Wednesday, February 20, 2008

Diamond Ring formation is Not a problem But a solution

Many a times in C++ people ( mostly interviewers ) ask : What is Diamond Ring problem?
The reply should be : It is not a problem rather a solution.
Scenario : When there is a common base class inherited by a child from immediate base classes. It leads to ambiguity. For e.g., Consider this situiation
class B : public A {};
class C : public A {};
class D : public B, public C {} //this leads to two instances of A in D , one from B another from C

The diagram looks like :
A A
\ /
B C
\ /
D
This causes two instances of A to be in D. Which leads to ambiguity problem the moment you create an instance of D.
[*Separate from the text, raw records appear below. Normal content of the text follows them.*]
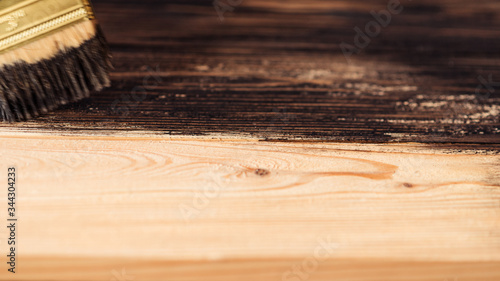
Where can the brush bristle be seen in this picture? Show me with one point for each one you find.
(58, 69)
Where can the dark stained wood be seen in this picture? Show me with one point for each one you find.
(275, 70)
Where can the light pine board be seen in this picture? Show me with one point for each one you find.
(228, 209)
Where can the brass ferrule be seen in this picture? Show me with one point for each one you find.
(23, 21)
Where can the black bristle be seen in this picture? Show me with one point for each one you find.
(28, 90)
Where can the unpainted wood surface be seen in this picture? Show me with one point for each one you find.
(213, 210)
(275, 70)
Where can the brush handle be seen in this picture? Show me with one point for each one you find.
(22, 22)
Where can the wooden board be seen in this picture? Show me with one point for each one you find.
(276, 70)
(233, 147)
(193, 209)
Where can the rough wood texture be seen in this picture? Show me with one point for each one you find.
(219, 210)
(275, 70)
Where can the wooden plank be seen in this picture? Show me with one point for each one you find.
(275, 70)
(201, 209)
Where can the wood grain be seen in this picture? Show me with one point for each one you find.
(188, 209)
(275, 70)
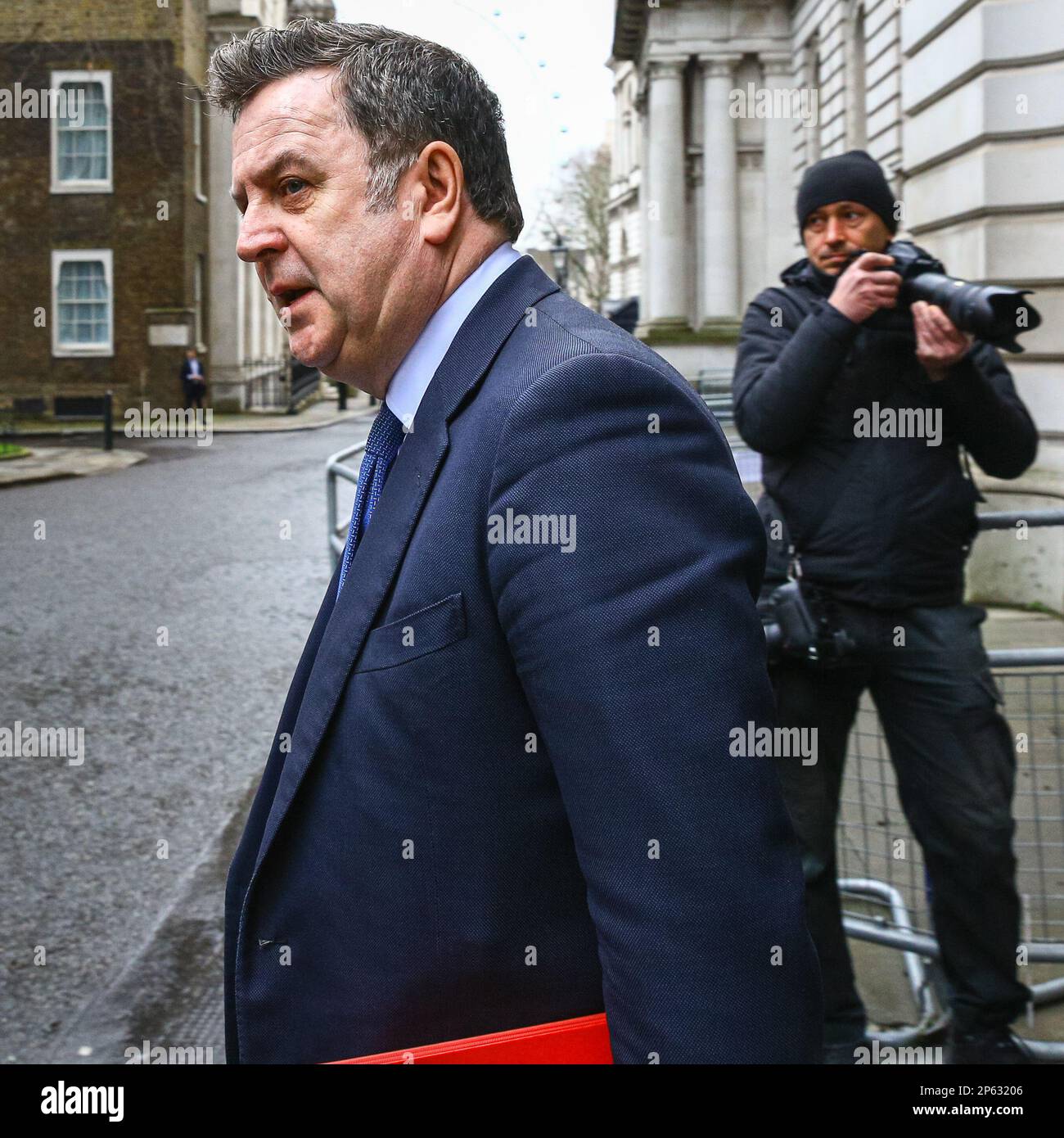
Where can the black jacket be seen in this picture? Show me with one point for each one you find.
(901, 513)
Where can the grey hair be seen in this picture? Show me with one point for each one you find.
(399, 93)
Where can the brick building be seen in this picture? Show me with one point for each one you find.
(106, 209)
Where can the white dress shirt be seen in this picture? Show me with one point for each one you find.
(419, 365)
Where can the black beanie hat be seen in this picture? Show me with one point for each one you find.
(853, 177)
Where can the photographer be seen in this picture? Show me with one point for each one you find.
(860, 409)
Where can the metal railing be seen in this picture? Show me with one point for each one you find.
(871, 817)
(886, 898)
(336, 467)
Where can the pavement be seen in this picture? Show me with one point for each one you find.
(116, 869)
(43, 463)
(46, 463)
(163, 610)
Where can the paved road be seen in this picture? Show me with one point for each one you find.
(175, 735)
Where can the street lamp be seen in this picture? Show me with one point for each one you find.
(560, 256)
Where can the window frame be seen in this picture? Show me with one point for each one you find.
(81, 350)
(85, 184)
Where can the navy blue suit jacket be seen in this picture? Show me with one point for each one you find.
(501, 793)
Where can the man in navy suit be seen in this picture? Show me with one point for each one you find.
(512, 781)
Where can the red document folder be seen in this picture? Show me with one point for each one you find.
(582, 1041)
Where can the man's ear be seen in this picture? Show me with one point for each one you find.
(438, 183)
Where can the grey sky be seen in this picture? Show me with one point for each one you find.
(530, 52)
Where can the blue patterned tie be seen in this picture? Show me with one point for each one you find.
(381, 451)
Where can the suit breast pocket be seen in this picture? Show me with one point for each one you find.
(410, 638)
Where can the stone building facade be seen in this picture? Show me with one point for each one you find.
(720, 105)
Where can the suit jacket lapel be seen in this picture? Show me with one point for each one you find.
(381, 551)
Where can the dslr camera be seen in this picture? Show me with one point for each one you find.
(801, 624)
(990, 312)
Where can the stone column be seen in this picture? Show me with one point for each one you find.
(666, 219)
(781, 228)
(719, 192)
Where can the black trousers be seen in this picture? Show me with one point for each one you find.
(955, 762)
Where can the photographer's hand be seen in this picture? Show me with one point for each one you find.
(939, 341)
(865, 287)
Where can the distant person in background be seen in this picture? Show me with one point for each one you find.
(192, 380)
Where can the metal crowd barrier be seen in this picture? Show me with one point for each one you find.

The way to resolve is A should be inherited to B and C virtually.
i.e
class B : virtual public A {}
class C : public virtual A {}
class D : public B, public C {}

When it is virtual inheritance, it differs from normal inheritance. Standard doesn't talk about how to implement it. But the behavior is when you create any child class' object in the hierarchy what is guaranteed is the A class' constructor gets called directly from the child class ( I will write another post as how to create final class in C++ using virtual inheritance ).
In case of virtual inheritance the diagram would look like (diamond ring). This solves the ambiguity problem by having reference to A in B and C and not the instance of A.

A
/ \
B C
\ /
D

Final wordings : Diamond ring is actually a solution and not a problem.